China does not pose an economic threat; Utah is positioned to do some amazing things in the global marketplace; and innovative thinking will eventually become second nature to students at the Jon M. Huntsman School of Business.
At least that’s the way the school’s new executive director of entrepreneurial programs, Dave Clark, seems to see things. Clark, who comes to Logan from Salt Lake City, where he was president and CEO of Prolexys Pharmaceuticals, Inc., aims to help students bring out their entrepreneurial instincts and see the new opportunities now available to them on a global scale.
Some may think of entrepreneurs as people who are willing go out on a limb and bet all they own on the success of a start-up venture. Entrepreneurship is more than that, Clark said.
“Entrepreneurship isn’t just for people who are risk takers,” he said. “Entrepreneurship is a spirit that reflects innovative thinking in whatever setting you find yourself and that can be in General Motors or it can be in the little ski shop you’ve started down on the corner. Everybody can think more innovatively.”
Clark is exactly what the Huntsman School of Business needs right now to move its entrepreneurship efforts forward, according to Dean Douglas D. Anderson.

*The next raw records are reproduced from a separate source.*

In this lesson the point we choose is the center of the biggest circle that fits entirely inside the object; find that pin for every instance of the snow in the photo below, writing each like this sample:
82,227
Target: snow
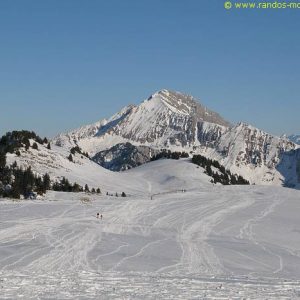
210,242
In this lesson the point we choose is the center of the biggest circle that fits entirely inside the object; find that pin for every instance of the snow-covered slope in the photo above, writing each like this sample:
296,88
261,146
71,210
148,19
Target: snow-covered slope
82,170
258,156
208,242
295,138
178,122
165,119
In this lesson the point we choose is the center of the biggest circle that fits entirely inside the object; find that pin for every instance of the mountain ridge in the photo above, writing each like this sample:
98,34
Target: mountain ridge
175,121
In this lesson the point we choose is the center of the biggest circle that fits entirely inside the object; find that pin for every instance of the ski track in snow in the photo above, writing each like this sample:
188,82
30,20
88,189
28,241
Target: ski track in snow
206,243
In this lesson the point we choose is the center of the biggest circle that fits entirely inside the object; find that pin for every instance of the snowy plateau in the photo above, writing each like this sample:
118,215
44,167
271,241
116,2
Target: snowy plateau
176,235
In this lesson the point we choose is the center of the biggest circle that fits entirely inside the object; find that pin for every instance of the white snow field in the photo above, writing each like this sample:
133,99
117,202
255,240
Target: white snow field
209,242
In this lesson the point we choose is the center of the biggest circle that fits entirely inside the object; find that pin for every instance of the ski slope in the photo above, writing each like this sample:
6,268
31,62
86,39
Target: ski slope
209,242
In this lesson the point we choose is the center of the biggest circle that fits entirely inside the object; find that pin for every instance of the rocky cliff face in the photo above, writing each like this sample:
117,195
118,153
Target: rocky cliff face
178,122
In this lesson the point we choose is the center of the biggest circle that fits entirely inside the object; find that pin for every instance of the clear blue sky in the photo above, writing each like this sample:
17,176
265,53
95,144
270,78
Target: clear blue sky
66,63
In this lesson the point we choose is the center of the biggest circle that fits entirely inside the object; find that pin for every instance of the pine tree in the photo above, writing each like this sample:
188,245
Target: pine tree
46,182
2,160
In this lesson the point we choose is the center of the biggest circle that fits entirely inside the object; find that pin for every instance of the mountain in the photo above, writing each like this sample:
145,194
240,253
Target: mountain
165,119
178,122
295,138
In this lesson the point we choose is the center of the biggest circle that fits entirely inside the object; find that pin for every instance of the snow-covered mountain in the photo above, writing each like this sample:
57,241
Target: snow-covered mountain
176,121
165,119
295,138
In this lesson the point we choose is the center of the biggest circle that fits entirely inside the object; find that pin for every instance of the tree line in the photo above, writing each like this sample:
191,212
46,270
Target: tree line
169,155
222,175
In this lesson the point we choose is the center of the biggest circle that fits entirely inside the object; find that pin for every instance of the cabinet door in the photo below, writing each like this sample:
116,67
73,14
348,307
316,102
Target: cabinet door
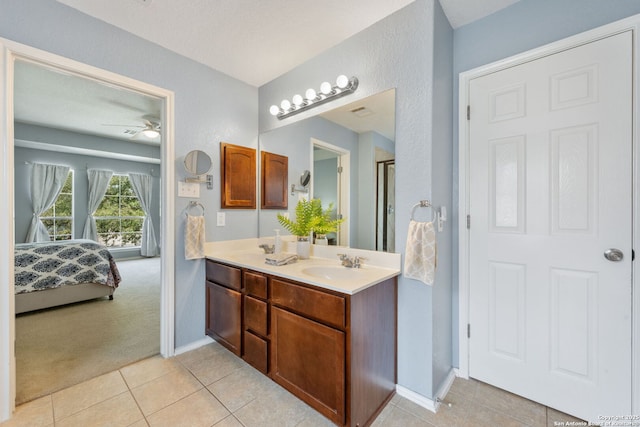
238,172
224,316
275,178
308,359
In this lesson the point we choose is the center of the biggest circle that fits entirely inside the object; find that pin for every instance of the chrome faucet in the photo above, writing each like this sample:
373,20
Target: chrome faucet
350,262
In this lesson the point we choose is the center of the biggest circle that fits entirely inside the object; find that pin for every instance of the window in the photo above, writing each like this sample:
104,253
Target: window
119,217
59,218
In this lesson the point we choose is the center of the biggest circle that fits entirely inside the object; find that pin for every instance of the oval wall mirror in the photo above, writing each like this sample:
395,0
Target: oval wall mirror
197,162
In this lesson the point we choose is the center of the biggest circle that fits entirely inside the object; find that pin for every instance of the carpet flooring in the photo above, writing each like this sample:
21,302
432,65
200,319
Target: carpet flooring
64,346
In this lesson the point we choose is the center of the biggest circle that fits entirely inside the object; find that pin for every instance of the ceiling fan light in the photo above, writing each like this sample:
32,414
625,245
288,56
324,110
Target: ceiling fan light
150,133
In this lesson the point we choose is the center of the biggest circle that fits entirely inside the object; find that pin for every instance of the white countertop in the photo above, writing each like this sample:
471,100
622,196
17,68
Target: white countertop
322,269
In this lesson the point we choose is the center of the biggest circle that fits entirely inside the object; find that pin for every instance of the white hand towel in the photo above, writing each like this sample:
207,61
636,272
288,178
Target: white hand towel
194,237
420,253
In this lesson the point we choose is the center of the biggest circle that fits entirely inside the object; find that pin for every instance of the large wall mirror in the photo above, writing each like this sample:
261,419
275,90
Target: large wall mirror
350,152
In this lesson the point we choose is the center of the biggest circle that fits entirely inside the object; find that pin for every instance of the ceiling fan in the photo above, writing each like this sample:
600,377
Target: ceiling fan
150,129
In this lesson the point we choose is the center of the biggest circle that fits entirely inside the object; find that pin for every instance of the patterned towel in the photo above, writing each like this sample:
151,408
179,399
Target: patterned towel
420,255
194,237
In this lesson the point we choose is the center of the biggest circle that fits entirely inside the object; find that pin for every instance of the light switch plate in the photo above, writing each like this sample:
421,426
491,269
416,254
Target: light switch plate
188,189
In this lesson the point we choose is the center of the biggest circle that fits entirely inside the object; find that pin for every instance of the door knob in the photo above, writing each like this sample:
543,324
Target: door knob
613,254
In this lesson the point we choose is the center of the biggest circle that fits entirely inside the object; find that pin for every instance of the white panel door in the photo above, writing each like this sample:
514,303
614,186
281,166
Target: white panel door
550,192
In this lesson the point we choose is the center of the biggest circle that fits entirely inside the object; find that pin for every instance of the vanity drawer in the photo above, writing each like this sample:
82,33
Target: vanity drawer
255,284
256,352
319,305
255,315
224,275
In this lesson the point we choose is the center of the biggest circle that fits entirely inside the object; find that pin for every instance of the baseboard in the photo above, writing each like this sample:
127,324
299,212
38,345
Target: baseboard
192,346
429,404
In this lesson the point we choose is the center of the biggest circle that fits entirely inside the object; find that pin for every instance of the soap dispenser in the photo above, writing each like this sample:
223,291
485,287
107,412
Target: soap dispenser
278,243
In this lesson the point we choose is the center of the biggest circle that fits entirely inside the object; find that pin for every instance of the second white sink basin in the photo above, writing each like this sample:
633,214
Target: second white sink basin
331,272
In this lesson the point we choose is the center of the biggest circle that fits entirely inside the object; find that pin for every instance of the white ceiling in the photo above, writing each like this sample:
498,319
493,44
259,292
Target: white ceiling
256,41
231,36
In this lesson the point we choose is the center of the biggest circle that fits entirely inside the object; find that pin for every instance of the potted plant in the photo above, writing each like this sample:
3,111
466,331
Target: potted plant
310,217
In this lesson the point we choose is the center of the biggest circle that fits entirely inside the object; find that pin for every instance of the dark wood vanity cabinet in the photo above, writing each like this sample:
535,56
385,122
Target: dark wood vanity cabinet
256,321
337,352
224,305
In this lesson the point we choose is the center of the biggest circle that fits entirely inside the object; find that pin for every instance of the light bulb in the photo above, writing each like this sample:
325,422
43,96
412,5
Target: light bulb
325,88
150,133
310,94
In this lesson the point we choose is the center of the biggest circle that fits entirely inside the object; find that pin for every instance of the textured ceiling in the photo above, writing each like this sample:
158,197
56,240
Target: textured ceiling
256,41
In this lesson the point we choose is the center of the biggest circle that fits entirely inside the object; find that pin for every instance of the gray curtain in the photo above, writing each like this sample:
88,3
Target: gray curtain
141,184
46,183
98,184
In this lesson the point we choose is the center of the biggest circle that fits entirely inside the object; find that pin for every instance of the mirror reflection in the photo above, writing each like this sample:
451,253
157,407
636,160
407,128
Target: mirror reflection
350,154
197,162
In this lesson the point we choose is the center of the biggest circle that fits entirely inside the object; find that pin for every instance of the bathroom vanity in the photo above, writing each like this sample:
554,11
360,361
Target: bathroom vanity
324,332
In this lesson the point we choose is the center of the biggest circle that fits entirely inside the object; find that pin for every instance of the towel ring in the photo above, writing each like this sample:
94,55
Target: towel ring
421,204
194,204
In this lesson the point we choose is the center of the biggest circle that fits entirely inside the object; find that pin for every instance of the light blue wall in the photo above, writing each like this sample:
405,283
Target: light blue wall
80,164
523,26
397,52
209,107
442,179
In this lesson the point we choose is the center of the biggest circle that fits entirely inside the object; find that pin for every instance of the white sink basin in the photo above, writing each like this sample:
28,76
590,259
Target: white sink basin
331,272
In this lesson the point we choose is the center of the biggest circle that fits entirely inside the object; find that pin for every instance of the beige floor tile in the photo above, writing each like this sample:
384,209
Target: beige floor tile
556,418
218,366
120,410
398,417
464,387
202,353
526,411
483,416
447,416
241,387
37,413
147,370
278,408
76,398
165,390
198,409
230,421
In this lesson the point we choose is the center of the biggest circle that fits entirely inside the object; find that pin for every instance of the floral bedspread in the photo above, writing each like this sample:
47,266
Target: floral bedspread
52,264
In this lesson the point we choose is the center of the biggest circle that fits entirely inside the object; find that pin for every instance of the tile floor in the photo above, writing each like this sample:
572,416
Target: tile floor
211,387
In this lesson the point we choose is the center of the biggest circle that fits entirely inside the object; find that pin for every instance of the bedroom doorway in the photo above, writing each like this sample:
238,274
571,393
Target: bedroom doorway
14,53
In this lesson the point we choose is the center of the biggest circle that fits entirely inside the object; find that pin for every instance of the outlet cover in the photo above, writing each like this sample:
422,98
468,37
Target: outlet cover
188,189
220,219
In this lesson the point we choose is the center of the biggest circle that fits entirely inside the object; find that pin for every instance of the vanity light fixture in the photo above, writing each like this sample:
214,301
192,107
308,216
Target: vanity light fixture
328,92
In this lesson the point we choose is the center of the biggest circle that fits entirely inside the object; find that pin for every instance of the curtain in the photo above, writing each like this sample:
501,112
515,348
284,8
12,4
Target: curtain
98,184
46,183
141,184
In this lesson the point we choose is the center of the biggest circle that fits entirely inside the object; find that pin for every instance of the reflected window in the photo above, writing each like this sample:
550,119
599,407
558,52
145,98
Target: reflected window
58,219
119,217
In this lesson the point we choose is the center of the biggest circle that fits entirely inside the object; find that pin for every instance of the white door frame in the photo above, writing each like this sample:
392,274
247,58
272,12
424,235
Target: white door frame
9,52
343,185
631,23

“We had some very strong candidates for this position but were impressed with Dave’s understanding of our economy and his optimism about what we can do to help our students,” Anderson said. “He believes in our vision of what the Huntsman School of Business can become and he clearly has the leadership skills to make things happen. He will be an incredibly strong addition to our team.”
Clark graduated from Brigham Young University in 1976 with a bachelor’s degree in botany. He earned a master’s degree at the University of Illinois in agronomy in 1978 and received an MBA from the University of Utah in 1980. He has spent his career in small, innovative business settings. He has directed business development, financial analysis, fundraising, corporate communications and administrative efforts.
Clark set a goal a few years ago to eventually return to a university setting and sees the opportunity to come to USU as ideal. He said the elements are in place for the Huntsman School of Business to make some transformational changes.
“When it comes to opportunities, I don’t know where I’ve seen a situation that is more exciting,” Clark said. “When you combine Mr. Huntsman’s contributions, President Albrecht’s vision, Dean Anderson’s leadership, the enthusiasm of the faculty, the quality of the students and the reputation of this school, we have something substantial on which to build. I believe our work here will change lives and change this university.”
As a member of the USTAR Advisory Board and the Utah Technology Council, Clark has seen some of the possibilities brewing for Utah. He said business leaders with the right mindset can succeed in today’s global economy.
“I’ve heard people describe the emergence of China and India as a threat to our economy,” he said. “That is not a threat. That’s an opportunity. If we’re entrepreneurial in our thinking, we’ll be competitive in world markets by finding innovative ways to work with and take advantage of the energy and drive coming out of these emerging economies. We will create interconnections in ways that haven’t even been imagined yet.”
In addition to teaching, Clark will be directing the eventual establishment of an Entrepreneurship Center that will serve as a resource to Huntsman students and those of other disciplines, especially those in science and engineering. He will also work closely with the Utah Small Business Development Center, USTAR, the eStation at Innovation Campus, the Utah State University Technology Commercialization Office and the Entrepreneur and Business Resource Center in Cache Valley. Clark will also develop and market the services of the Entrepreneurship Center through USU’s regional campus network.
“The Huntsman School of Business is perfectly positioned to foster entrepreneurship as an integral part of its educational offerings and to be recognized for its significant impacts in local, national and global markets,” Clark said.